Vêtue de son seul string, Yasmina échappa aux mains de Djelloul pour s'approprier la canette de bière brune que Kiki s'apprêtait à siffler puis, dans le même élan, elle entreprit de planter un joint entre les lèvres de Pierrot. Pris à partie par les deux filles, le quinquagénaire repoussait le pétard en affirmant que la seule fumée d'une cigarette « normale » le rendait malade.
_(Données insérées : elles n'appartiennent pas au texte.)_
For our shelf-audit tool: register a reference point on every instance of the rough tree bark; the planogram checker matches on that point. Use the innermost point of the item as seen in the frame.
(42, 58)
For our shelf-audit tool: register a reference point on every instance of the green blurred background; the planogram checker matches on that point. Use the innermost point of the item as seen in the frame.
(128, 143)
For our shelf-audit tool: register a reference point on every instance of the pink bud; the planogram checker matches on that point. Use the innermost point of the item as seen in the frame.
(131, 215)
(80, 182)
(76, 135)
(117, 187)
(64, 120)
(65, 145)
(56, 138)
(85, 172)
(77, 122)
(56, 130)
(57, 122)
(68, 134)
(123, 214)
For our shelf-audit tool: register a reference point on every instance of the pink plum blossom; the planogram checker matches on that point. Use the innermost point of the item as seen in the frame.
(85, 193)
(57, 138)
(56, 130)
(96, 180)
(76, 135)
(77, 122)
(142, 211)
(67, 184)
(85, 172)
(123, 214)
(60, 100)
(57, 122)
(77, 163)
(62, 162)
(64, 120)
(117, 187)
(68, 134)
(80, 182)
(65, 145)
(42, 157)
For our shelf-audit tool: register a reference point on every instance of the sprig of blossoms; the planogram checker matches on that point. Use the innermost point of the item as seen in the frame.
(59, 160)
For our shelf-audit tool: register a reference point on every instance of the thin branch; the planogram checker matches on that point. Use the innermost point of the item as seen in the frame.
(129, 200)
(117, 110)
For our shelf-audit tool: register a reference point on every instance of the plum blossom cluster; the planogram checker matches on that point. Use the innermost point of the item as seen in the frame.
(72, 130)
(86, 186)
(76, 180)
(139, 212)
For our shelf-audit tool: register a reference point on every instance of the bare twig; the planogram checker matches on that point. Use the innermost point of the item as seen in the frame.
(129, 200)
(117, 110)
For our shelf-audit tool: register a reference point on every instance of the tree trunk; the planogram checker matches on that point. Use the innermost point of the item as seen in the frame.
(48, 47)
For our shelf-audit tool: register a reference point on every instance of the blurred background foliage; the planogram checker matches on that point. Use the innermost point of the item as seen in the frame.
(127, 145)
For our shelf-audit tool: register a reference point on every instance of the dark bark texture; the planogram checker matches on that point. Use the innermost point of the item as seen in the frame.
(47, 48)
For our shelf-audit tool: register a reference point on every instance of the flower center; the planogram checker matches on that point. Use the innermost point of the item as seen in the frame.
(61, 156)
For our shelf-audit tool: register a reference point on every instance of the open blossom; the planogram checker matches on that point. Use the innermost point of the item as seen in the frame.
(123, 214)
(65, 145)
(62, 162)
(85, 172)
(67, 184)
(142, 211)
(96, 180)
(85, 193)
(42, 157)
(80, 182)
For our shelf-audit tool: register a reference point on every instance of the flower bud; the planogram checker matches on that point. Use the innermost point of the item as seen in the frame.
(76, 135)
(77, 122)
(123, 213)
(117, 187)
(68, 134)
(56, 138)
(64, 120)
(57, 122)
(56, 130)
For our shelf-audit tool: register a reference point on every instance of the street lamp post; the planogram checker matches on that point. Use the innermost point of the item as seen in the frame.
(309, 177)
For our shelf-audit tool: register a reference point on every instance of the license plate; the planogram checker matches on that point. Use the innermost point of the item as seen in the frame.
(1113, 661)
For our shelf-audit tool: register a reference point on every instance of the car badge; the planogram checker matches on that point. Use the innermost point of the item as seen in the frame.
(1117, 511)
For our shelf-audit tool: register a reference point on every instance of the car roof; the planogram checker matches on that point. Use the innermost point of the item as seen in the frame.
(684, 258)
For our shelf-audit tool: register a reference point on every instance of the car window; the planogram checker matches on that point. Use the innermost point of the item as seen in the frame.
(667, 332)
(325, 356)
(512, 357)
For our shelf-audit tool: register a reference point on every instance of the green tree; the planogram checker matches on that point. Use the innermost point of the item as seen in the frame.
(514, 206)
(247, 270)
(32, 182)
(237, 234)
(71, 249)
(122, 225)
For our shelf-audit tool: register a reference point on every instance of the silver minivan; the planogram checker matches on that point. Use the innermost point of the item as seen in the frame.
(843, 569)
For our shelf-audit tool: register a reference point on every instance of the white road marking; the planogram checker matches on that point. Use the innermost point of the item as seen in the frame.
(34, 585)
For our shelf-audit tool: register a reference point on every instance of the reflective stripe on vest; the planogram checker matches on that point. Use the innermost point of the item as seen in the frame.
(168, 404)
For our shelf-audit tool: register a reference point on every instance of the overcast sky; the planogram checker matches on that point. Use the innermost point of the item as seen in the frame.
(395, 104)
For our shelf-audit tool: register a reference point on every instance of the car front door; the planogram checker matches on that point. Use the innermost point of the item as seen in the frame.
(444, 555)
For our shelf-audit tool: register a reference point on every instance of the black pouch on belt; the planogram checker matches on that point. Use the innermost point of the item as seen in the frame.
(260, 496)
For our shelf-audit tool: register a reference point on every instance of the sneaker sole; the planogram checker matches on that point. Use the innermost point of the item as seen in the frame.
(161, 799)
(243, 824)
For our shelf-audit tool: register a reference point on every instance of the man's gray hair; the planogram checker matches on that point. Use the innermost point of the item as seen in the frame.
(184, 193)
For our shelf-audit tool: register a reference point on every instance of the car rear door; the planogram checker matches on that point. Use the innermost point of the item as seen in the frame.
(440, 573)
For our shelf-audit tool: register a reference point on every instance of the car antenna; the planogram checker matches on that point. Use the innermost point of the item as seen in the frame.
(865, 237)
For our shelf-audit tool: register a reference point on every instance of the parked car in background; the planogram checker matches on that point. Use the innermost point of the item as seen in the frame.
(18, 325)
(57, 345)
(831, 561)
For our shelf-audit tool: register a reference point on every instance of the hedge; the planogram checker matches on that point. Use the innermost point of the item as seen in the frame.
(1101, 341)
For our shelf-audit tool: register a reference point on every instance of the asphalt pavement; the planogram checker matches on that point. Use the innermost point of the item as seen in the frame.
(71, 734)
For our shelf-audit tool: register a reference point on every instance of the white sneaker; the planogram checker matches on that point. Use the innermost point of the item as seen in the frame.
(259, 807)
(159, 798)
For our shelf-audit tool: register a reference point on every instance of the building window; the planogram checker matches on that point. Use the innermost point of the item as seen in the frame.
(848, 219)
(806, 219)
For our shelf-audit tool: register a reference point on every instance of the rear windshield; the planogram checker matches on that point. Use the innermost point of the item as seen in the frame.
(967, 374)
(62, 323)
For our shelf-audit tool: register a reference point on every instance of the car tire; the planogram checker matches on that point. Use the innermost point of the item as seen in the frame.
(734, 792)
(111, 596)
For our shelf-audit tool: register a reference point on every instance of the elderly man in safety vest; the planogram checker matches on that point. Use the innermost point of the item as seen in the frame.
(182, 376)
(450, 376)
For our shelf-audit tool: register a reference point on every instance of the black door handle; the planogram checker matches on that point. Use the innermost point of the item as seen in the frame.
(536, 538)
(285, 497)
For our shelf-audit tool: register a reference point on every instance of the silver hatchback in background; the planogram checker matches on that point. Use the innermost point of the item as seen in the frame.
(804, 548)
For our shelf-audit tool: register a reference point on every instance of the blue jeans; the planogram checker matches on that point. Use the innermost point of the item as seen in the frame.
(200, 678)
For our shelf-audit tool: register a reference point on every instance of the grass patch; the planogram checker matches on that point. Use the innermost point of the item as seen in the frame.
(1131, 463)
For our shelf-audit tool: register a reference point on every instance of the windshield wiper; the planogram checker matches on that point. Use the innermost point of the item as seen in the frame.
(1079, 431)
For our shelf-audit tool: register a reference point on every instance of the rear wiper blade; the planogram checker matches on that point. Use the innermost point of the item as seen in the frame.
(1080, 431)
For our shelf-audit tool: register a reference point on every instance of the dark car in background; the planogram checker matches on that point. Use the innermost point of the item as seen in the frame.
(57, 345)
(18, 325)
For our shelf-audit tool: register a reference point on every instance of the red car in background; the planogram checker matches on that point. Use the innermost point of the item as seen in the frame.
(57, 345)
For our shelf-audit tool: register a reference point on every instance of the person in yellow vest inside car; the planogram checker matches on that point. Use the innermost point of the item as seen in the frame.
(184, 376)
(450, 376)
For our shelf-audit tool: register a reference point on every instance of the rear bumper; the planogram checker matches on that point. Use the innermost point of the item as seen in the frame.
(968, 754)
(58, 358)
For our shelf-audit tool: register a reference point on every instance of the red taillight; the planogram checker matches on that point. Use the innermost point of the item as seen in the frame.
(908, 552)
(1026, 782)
Pensez donc un joint !

   - C'est du H, pas de l’héro ! Ça va pas te tuer, merde !

Pas question pour Pierrot de jouer les Ulysse attaché au mât pour s'émerveiller du chant des sirènes. Déjà qu'il avait du mal à contenir les tressautements du sien face à ces deux ravageuses de santé aux appâts à rendre dingue le plus fervent des curés ! Mince ! Il était honnête homme, que diable ! Si le contrat de mariage s'était jadis agrémenté de quelques coups de canif au fil des années, dans sa cabine de routier au long cours, il n’en restait pas moins un père de famille à temps plein. L'aînée de ses filles aurait aisément pu être copine de classe de ces sauteuses en pleine exubérance sexuelle qui lui pétrissaient la conscience.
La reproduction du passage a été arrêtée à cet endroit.